Das Horrorhotel des H. H. Holmes

Der Serienmörder H. H. Holmes | Foto: gemeinfrei

Der Serienmörder H. H. Holmes | Foto: gemeinfrei

H. H. Holmes († 7. Mai 1896) war ein US-amerikanischer Serienmörder. Durch seine Taten im sogenannten Horrorhaus erlangte er weltweit Bekanntheit.

Seine Taten begannen in 1890 in Chicago, als er dort ein Hotel bauen lies, welches zur der Weltausstellung in Chicago von 1893, fertig erstellt wurde. Das Geld erbeutete er von jungen Frauen, die er bereits zuvor Umbrachte. In dem Haus gab es Falltüren, Geheimgänge, versteckte Räume sowie einen Keller mit Foltertisch, Säurebad und einem Raum, der mit Gas gefüllt werden konnte. Holmes nahm gerne junge alleinstehende Frauen in dem Hotel auf, die zur Weltausstellung oder um in Chicago Arbeit zu finden angereist waren. Anfragen der Familien nach dem Verbleib der Frauen blieben erfolglos. In den nächsten Jahren heiratete Holmes eine Reihe junger Frauen, die alle bald darauf ihr Leben verloren.
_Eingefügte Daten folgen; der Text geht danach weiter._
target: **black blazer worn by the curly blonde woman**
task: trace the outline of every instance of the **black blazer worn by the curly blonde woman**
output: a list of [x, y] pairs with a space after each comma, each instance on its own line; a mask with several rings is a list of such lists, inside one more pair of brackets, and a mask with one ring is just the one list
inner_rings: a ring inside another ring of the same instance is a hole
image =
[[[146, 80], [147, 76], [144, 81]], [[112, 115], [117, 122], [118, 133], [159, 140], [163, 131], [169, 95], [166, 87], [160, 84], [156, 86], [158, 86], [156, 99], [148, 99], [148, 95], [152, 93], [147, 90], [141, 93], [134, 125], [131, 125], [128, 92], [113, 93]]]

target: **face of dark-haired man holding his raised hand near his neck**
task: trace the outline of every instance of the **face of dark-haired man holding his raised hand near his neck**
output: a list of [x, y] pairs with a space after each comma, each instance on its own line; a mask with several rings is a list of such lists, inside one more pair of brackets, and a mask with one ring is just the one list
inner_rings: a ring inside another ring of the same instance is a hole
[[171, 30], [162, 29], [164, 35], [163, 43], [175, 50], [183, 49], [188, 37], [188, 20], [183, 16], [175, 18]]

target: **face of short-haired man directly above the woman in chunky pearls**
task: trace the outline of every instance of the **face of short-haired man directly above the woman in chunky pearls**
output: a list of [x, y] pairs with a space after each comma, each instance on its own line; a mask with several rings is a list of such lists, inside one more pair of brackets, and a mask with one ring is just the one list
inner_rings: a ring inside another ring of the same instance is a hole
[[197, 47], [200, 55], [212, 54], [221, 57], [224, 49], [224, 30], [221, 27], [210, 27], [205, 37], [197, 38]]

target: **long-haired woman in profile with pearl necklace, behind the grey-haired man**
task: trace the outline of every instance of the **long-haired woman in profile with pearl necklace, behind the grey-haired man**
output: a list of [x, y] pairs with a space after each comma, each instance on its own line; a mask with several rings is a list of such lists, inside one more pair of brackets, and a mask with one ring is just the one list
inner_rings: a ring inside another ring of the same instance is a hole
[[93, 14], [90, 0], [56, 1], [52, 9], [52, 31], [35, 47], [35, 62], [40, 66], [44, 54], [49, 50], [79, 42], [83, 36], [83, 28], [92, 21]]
1894 wurde er von seinen Gläubigern gejagt, da er 50.000 Dollar schulden hatte. In Fort Worth wurde er schließlich geschnappt, als er ein Pferd stehlen wollte. Dort konnte er aus dem Gefängnis flüchten.

Erst 1895, wurde er in Philadelphia festgenommen, nachdem er im Jahr zuvor Chicago überstürzt verlassen hatte. Verurteilt wurde er wegen neun Morden und sechs Mordversuchen in Chicago, Indianapolis und Toronto, die ihm nachgewiesen werden konnten. H. H. Holmes wurde am 7. Mai 1896 morgens um etwa 10 Uhr im Philadelphia County Prison am Galgen hingerichtet. Zuvor hatte er in einem Zeitungsinterview, für das er 7.500 Dollar bekommen hatte, 27 Morde gestanden.
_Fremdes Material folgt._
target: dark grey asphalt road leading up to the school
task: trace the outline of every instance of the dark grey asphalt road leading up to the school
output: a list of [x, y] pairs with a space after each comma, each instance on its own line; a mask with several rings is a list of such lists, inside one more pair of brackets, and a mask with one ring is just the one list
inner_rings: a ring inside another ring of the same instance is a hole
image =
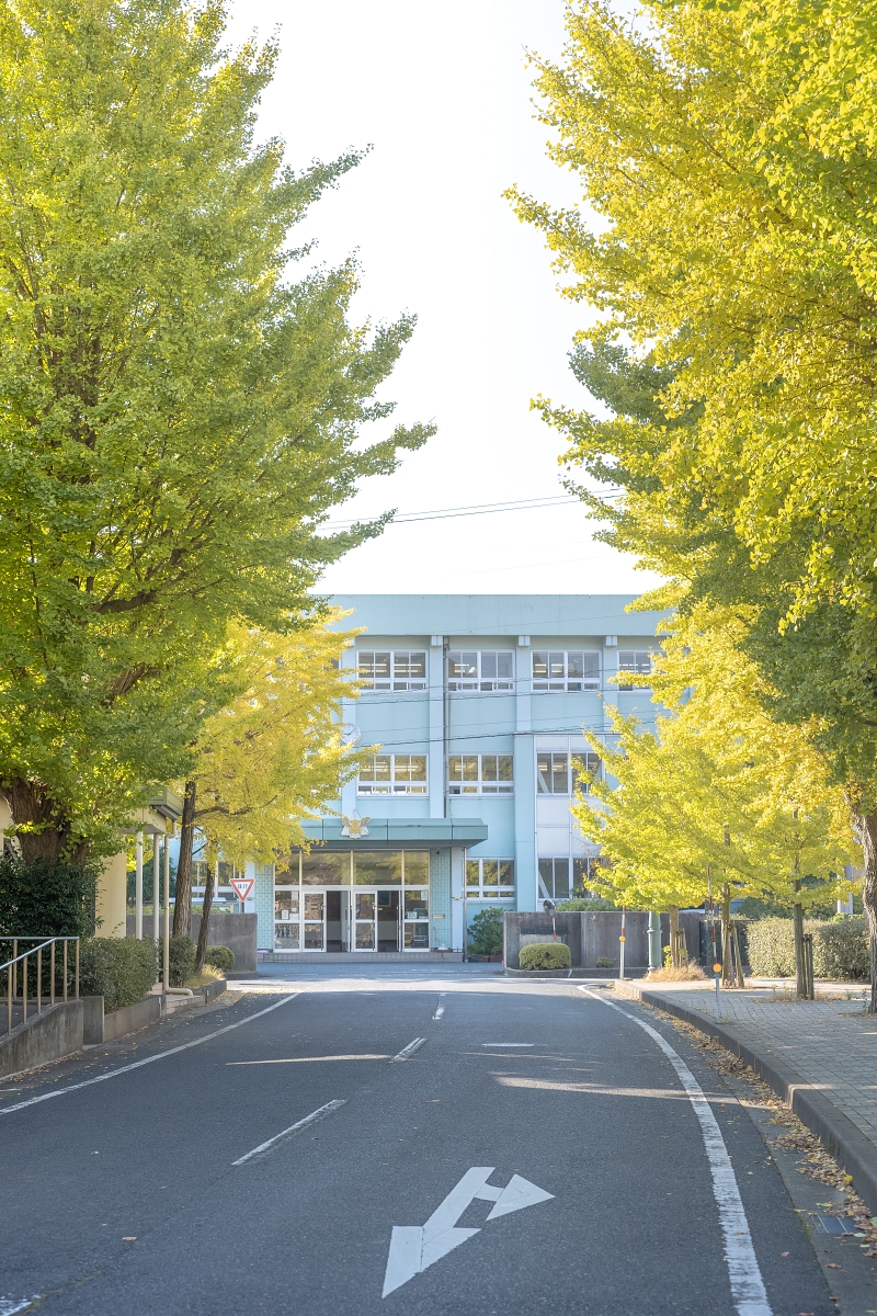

Das Horrorhaus erlangte rasche Bekanntheit, da der ehemalige Polizeibeamte A.M. Clark es anmietete, um es in ein Museum umzuwandeln. Wenige Tage vor der Eröffnung brannte der Gebäudekomplex aus ungeklärten Gründen ab.
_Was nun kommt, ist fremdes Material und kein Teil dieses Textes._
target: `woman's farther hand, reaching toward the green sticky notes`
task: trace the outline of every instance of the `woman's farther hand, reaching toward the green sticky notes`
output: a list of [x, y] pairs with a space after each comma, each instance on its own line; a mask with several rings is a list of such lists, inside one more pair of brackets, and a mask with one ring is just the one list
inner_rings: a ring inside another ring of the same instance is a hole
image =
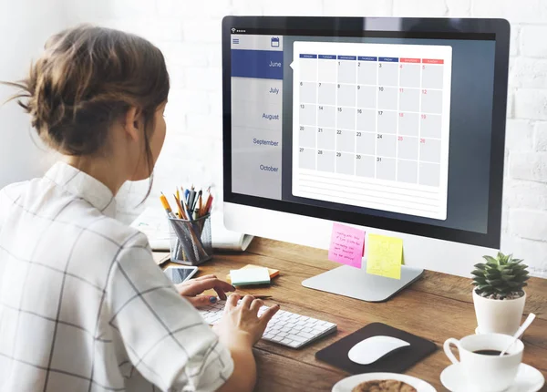
[[222, 300], [226, 299], [226, 292], [232, 292], [232, 284], [217, 279], [215, 275], [205, 275], [196, 279], [176, 284], [177, 291], [195, 307], [207, 306], [217, 301], [216, 296], [201, 295], [205, 290], [214, 289]]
In der modernen Popkultur wurde das Horrorhaus von H. H. Holmes unter anderem von Subway to Sally auf Ihrem Album Mitgift thematisiert. Außerdem gab es in zahlreichen Serien und Filmen Anspielungen auf H. H. Holmes und sein Hotel. Auch Bücher thematisieren die Geschichte des Serienmörders, beispielsweise Mörderhotel von Wolfgang Hohlbein.